I was in a church service recently where the pastor announced that they practice “Open Communion,” and then explained “If you have accepted Christ as your savior, you are welcome to join us at the communion table, regardless of what church or denomination you may belong to.” This particular church is a warm and welcoming group, and the pastor’s open invitation sincere.
There is only one body of Christ in the world, and it’s good to recognize that our doctrinal differences need not preclude sharing the bread and the cup together. As a Christian, I like Open Communion, but I tried to put myself in the shoes of someone unfamiliar with church, who didn’t know what communion was about, or perhaps a Christian whose church jargon did not include the expression “accept Christ.”
For them, this pastor announced Closed Communion; it was only offered to those who had previously responded to Jesus Christ in a particular way, and some may have no idea what that way is.

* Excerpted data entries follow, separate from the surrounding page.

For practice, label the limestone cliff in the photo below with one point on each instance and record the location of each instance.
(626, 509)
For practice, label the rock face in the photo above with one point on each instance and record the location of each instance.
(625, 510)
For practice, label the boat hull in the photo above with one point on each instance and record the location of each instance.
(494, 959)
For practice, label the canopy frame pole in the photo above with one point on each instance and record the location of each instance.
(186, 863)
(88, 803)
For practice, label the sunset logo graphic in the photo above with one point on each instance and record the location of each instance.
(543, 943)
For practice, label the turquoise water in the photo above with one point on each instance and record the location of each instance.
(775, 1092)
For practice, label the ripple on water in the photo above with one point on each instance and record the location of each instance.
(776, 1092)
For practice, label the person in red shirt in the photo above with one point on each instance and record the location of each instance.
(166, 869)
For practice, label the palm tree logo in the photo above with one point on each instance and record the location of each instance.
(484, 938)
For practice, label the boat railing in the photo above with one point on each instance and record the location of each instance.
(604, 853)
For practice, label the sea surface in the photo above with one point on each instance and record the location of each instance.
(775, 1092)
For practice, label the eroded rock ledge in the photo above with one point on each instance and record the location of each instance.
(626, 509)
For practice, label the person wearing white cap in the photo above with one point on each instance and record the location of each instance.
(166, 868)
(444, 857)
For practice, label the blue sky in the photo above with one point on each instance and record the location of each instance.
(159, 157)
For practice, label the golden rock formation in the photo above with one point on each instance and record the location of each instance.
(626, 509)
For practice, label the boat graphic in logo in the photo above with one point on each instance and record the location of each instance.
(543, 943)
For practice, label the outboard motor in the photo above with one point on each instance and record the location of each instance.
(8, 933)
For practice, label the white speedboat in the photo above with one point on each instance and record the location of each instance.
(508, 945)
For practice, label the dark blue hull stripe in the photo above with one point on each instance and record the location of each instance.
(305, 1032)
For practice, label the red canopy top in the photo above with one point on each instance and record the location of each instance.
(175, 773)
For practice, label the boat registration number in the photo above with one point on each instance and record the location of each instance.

Do we see communion as a ritual reserved for insiders? Are we cautious because of Paul’s warnings to Christians who were partaking as selfish gluttons, heedless of others? Was Jesus selective when he offered his flesh and blood? Could an unbeliever actually receive Christ in a tangible act of eating and drinking?
What if we practiced truly Open Communion? What if we recklessly offered “Come! Whoever is thirsty, come! If you want the water of life, come and take it. It’s free!”